Why I Wrote and Published My Memoir
Author Sally McQuillen shares the costs and rewards of writing and publishing a memoir of loving and losing a child.
I sat down with a stranger for coffee yesterday. Well, not a stranger entirely. She and I both share the same publisher and public relations firm and happen to live in nearby towns. We were introduced via a project manager. The project manager had a family emergency and handed me off to another project manager. I mention it because changes occurred frequently enough that it made me wonder whether, like therapists, people in the book industry are also burning out—the staff fluctuations potentially symptomatic of a rapidly changing landscape saturated with meeting the demands of people like me, first-time authors, nervously embarking on a steep learning curve.
I bucked any remaining social anxiety that has lingered since my son Christopher died nine years ago and set up a meeting with a woman I didn’t know, to gather up some perspective since she is further down the book publishing path. As with my grieving journey, it has benefited me to look to the women walking ahead. I arranged to meet with her at a local coffee shop. Watching her take a sip of her latte after swirling it with cream, I listened to her describe how she shifted her life’s course from being miserable in her banking career to becoming the writer she dreamt she’d become since she was a little girl. It turns out, that to write, publish, and market a book, although increasingly commonplace (in fact, I’m beginning to wonder if writing a memoir has become a rite of passage for all midlife women) throws you into a world without a roadmap.

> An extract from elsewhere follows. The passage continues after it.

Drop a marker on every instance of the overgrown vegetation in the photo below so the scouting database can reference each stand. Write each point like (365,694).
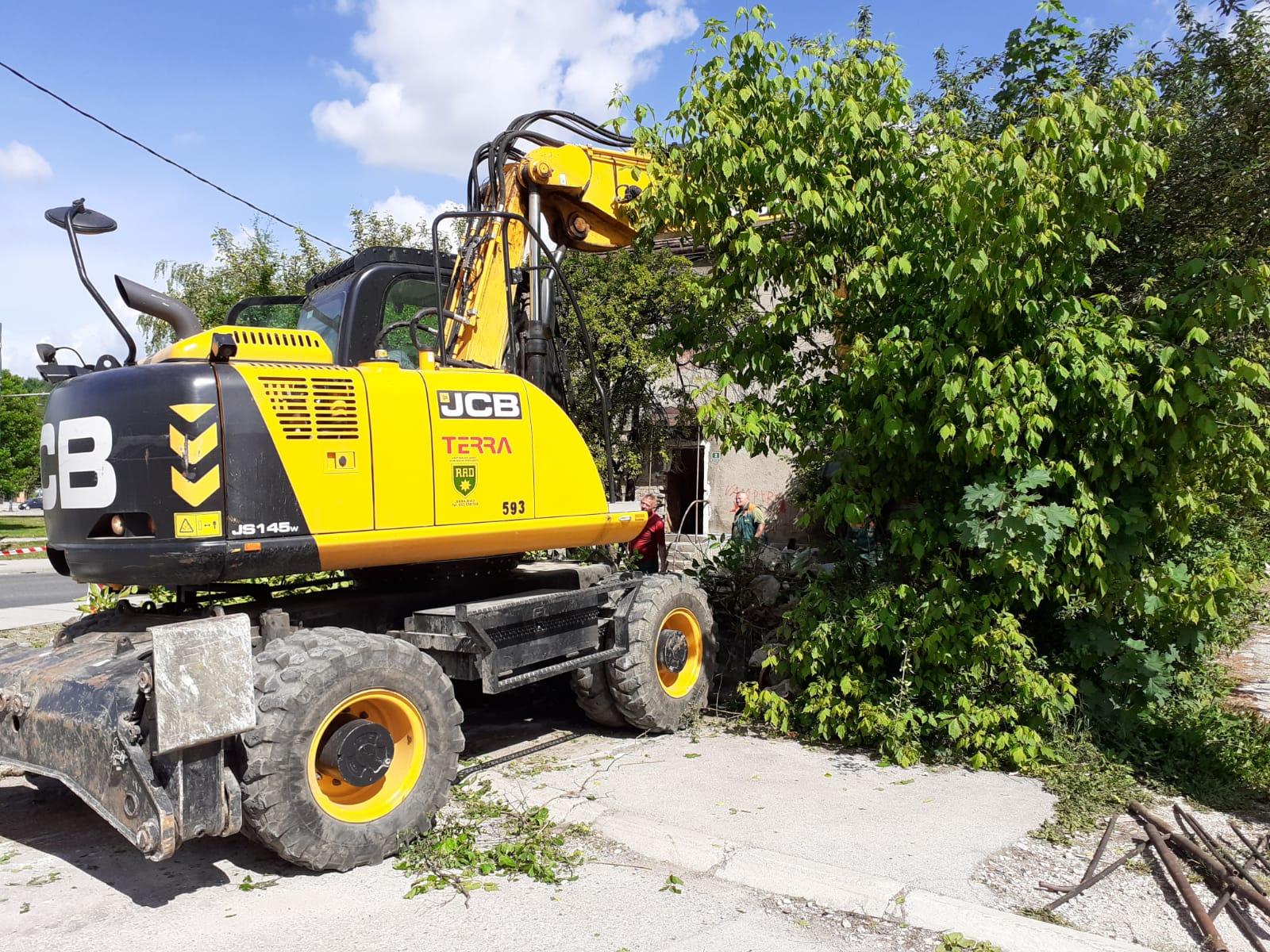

I took a gulp of my americano and looked across at her wizened hazel eyes and recognized immediately that she too had embarked without having any idea what it would look like. I soaked up her validation as we agreed upon the importance of asking for direction and support along the way. Like me, she didn’t need her hand held but wanted help navigating the necessary, bountiful, and varied resources available to writers. Writing courses, writing communities, writing groups and partners, writing retreats, writing editors and coaches. The two of us alternatively nodding our heads concluding that writing and publishing a book demands devotion, commitment, passion, and purpose to see it through. And money. And time. And more money.
We chuckled as we homed in on the fact that the writing path asked us to adapt to unforeseen setbacks, learn to advocate for what we needed, integrate feedback, and spend more years writing than we could have anticipated. Writing my memoir took seven years of writing and crafting alongside grieving, parenting, and working full-time. And at least a year of editing and design to prepare it for print, along with jam-packed preparation to market it by discerning which suggestions to follow, getting a head shot, procuring blurbs, and trying to become technologically savvy enough to prepare to promote it on social media with flare. No wonder, I told Nancy, when I was finally ready to release my sacred work into the world, my soul laid bare, I asked myself, not for the first time, “Why am I doing this again?”
As Nancy told me she is about to market her third book, the answer to that question began to crystallize. I have developed close friendships with my writing partners whom I met eight years ago at a writing retreat. We have laughed, cried, and shared our stories of surviving trauma and heartache. I have had the privilege of getting to know a cohort of women publishing with my publisher. We have cheered on one another as each book has launched. Nancy, whom it feels like I’ve known for a lot longer than the hour we sat together, told me writing taught her to get to know herself more intimately. She writes to commune with nature and relate her observations about what getting deeply present reveals to her. Writing has taught me so much, taken me to the truth, and given me strength in my vulnerability in hopes that the tears in my words might help anyone hurting feel less alone.
The question of “Why?” will vary for each of us who contemplate putting a book into the world. But for me, my son is my reason. May “Reaching for Beautiful” honor Christopher, capture the story of his life and help his spirit shine on. If you knew him when he was here, you get to remember his brightness. If you didn’t, I get to brag about it. Writing my memoir, even had I not decided to publish it, was healing for me and ultimately needed to be shared. It connected me to my child when I entered the darkness, enabled me to express and move through every messy iteration of my grief, reflect on my firstborn’s life and reconcile every decision I made as his mom so I could make meaning of my seismic loss and survive it. Despite not knowing what it would take to get here, my writing journey has offered so many unexpected gifts beyond the healing of connecting to myself and my son. For anyone embarking on this writing journey, may you walk the winding path alongside a community of fellow women travelers.